How Often Should Triathletes Breathe When Swimming?

Updated: Aug 3, 2021

Image Credit: Triathletes Jasmine Rogers &  Michanda Myles Ironman Triathlon Training in Pool
Image Credit: Triathletes Jasmine Rogers & Michanda Myles

The number of times you should breathe while swimming in open water or the pool is determined by a number of factors, including the stroke you're using, your speed, and whether you're sprinting or swimming a long distance.

Many swimming styles provide triathlete swimmers the option of controlling when they breathe. In a freestyle, for example, swimmers may opt to breathe every second, third, fourth, or even more strokes.

The goal of most competitive swimmers and triathletes is to be the fastest in their wave. You can work up your muscles, perfect your stroke, and even shave your entire body, but if you ignore your breathing, you may never attain your full potential or capture your best race swim times.

Bad breathing makes swimming more difficult, adds resistance and exhausts your body. The more oxygen you provide your body, the better you will function.

This endurance training blog post is geared to educate new triathletes and even veteran swimmers on how breathing strategies can improve your swim pace and race experience.

Can my breathing technique have an effect on my speed?

Yes. Your breathing technique has a significant impact on your swim pace. Your swimming technique and form, as well as how and how often you breathe, will affect your speed.

Effective breathing patterns will allow for more stronger & fuller strokes and increases your distance per stroke in most cases.

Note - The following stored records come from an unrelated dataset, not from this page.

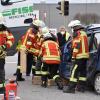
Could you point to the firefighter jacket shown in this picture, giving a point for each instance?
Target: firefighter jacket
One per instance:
(6, 39)
(80, 46)
(28, 42)
(50, 52)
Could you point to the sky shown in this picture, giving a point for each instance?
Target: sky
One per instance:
(71, 1)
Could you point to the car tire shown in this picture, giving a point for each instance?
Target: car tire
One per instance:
(97, 83)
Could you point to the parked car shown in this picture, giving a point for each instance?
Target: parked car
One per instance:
(93, 69)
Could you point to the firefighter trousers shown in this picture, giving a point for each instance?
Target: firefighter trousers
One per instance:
(29, 63)
(2, 75)
(79, 72)
(49, 71)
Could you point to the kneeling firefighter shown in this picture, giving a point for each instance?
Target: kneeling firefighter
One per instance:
(6, 41)
(50, 54)
(28, 43)
(80, 56)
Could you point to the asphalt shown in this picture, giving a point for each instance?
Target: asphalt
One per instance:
(28, 91)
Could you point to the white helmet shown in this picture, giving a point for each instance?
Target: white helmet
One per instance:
(39, 23)
(47, 35)
(74, 23)
(2, 21)
(45, 30)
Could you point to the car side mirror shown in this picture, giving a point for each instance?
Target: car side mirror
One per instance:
(28, 21)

Tips for Improving Your Swim Breathing Techniques

It takes time, patience, and dedication to improve your breathing technique. There are exercises, drills, strategies, and tips that will help you breathe more effectively and efficiently in the pool and in open water - which can be found freely on YouTube.

Top 3 focus areas to improve your breathing and swim speed:

  1. Bilateral Breathing

  2. Body Alignment

  3. Don't hold your breath - exhale forcefully - know the bubble, bubble breathe song?

Tribe Shoutout: Jasmin Rogers shaved 12 min off her best Olympic swim at Rev3 Williamsburg by working on her Tri Swim technique and breathing with a coach.